Kau akan bisa menunjukkan bahwa Usamah bin Ladin dan Saddam Hussein, dengan 
wajah mereka yang setengah gelap, menjadi penting karena mereka bisa bertaut 
dengan gaung Palestina di mana segalanya telah direnggutkan. Sampai hari ini, 
yang terdengar sebenarnya adalah sebuah gema dari geram bertahun-tahun yang 
terkadang kacau, terkadang keras, dan senantiasa kalah.

Senantiasa kalah-di Yerusalem, di Kabul, di Bagdad.

Tapi adakah kalah segala-galanya?
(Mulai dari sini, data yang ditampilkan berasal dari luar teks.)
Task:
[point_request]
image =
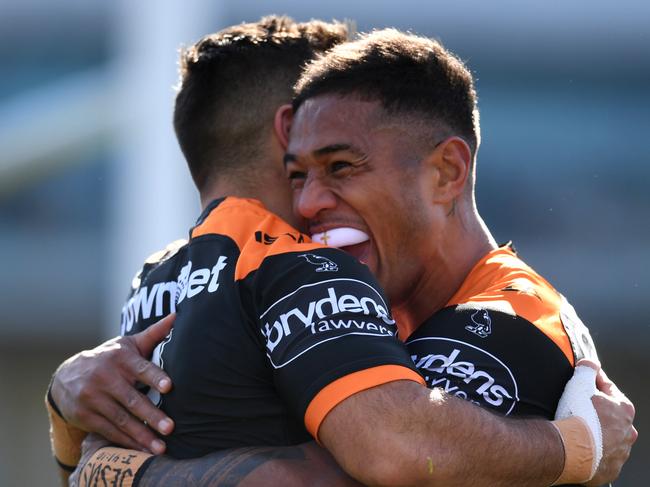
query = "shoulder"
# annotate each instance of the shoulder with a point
(502, 281)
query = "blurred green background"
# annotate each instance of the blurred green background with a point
(91, 180)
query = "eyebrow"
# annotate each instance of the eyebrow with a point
(328, 149)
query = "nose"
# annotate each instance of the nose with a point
(313, 197)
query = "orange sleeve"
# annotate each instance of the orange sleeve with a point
(339, 390)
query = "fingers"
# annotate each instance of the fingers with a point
(147, 340)
(140, 406)
(115, 424)
(147, 373)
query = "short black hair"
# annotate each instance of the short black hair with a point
(233, 81)
(407, 74)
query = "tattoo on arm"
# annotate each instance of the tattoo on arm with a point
(224, 468)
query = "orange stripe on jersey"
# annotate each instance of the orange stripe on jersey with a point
(344, 387)
(508, 284)
(239, 219)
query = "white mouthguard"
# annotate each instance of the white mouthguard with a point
(340, 237)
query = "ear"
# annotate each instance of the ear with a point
(452, 160)
(282, 124)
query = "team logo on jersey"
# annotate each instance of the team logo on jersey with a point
(320, 312)
(323, 263)
(266, 239)
(481, 323)
(465, 371)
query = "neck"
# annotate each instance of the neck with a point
(464, 241)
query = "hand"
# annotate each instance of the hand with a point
(95, 390)
(616, 414)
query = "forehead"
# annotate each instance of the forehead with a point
(330, 120)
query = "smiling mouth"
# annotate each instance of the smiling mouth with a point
(350, 240)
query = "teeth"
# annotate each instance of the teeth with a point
(340, 237)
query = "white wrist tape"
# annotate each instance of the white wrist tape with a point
(576, 401)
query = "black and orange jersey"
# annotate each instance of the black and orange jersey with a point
(506, 340)
(272, 331)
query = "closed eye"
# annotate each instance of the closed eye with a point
(338, 166)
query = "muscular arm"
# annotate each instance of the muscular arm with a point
(403, 434)
(293, 466)
(302, 465)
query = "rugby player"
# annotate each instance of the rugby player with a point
(322, 173)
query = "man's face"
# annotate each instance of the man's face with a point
(350, 167)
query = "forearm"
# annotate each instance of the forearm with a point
(415, 437)
(294, 466)
(301, 465)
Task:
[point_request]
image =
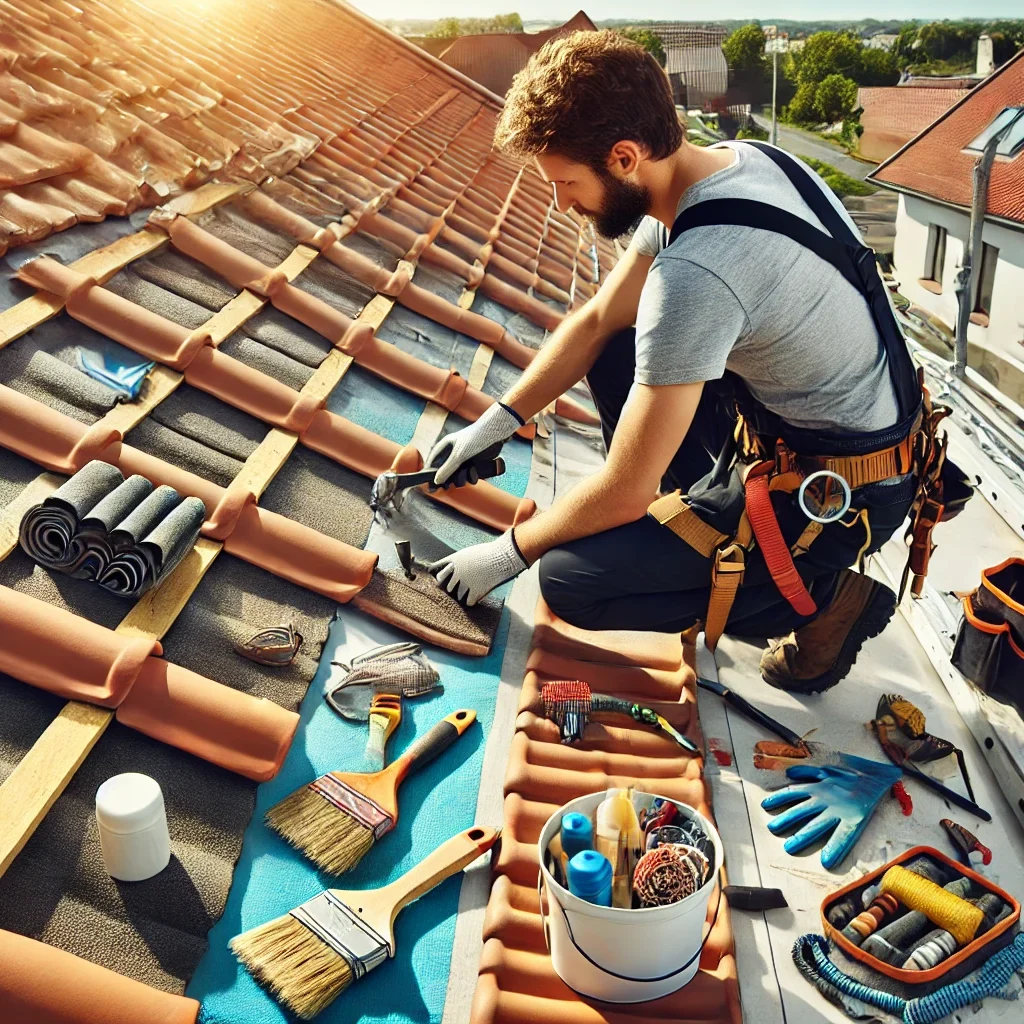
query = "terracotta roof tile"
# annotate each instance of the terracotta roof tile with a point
(893, 115)
(934, 163)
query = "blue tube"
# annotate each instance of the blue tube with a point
(590, 878)
(577, 834)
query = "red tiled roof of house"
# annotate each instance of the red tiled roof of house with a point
(893, 115)
(935, 164)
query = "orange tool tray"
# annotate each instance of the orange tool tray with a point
(950, 964)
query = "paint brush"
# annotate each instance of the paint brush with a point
(385, 714)
(337, 818)
(310, 955)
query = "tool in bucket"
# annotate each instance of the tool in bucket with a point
(626, 954)
(389, 488)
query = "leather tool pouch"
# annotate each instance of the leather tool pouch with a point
(989, 648)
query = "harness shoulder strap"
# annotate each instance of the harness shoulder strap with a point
(852, 259)
(802, 178)
(750, 213)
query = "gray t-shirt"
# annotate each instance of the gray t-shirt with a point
(755, 302)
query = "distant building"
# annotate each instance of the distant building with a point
(892, 116)
(694, 62)
(882, 41)
(986, 59)
(494, 59)
(933, 174)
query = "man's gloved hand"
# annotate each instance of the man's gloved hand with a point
(838, 799)
(472, 572)
(452, 453)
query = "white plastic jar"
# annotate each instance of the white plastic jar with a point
(132, 826)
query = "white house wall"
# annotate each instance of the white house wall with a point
(1005, 334)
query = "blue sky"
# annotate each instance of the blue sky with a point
(671, 9)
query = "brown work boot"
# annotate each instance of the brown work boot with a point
(820, 653)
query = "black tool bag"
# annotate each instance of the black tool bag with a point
(989, 648)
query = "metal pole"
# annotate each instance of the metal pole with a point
(965, 290)
(774, 89)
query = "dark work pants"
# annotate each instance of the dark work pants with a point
(643, 577)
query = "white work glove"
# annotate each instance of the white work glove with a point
(452, 453)
(474, 571)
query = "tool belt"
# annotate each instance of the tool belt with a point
(922, 453)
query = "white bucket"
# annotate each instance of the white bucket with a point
(617, 954)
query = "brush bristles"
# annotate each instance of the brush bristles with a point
(299, 969)
(330, 838)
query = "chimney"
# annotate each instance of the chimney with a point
(985, 62)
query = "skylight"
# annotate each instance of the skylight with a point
(1011, 118)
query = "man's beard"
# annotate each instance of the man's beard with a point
(625, 204)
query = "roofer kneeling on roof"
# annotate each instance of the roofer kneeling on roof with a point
(742, 342)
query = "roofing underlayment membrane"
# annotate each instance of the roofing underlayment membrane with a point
(259, 254)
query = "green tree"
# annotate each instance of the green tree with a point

Tidak, kau pasti akan bilang, semoga tidak. 
Dalam suratmu bertanggal 28 Februari, kau ceritakan kepada ibumu sesuatu yang 
menyebabkan engkau merasa lebih mantap sedikit, di antara perasaan pahitmu 
menyaksikan hidup yang dibangun oleh ketidakadilan. Tak semuanya ternyata hanya 
ngeri, tak percaya, dan kecewa. Di celah-celah luka yang merundung penghuni 
Palestina yang kau kenal di Rafah, kau menemukan sesuatu yang tidak pernah kau 
lihat dalam hidupmu sebelumnya: "...satu derajat kekuatan dan kemampuan dasar 
manusia untuk tetap menjadi manusia". Dan kau punya sepatah kata untuk itu: 
dignity.

Tapi apa kiranya yang bisa didapat dari dignity, dari harga diri, yang 
menyebabkan manusia tak melata di atas debu sebelum menggadaikan 
segala-galanya? Tak banyak, juga sangat banyak.

Yang lemah akan tetap roboh. Tapi di depan tubuh yang tergeletak di lumpur, 
tubuh yang terjerembap dan menuding ketidakadilan, kemenangan sang superkuat 
sekalipun akan terhenti: ia hanya ibarat sebuah buldoser yang sekadar 
menghancurkan. Genggaman itu kosong. Penaklukan itu ilusi.

Ya, Rachel yang ada di surga, semoga namamu selalu akan kembali. Kini memang 
saya bimbang. Tapi masih ingin saya percaya bahwa tak mustahil akan ada sebuah 
ruang di mana yang lemah tak terusir, dan yang lain bisa sewaktu-waktu 
berteriak "Stop kau!"-dan sebab itu merdeka.

Goenawan Mohamad
- Kolom ini pernah dimuat di Tempo edisi 30 Maret 2003.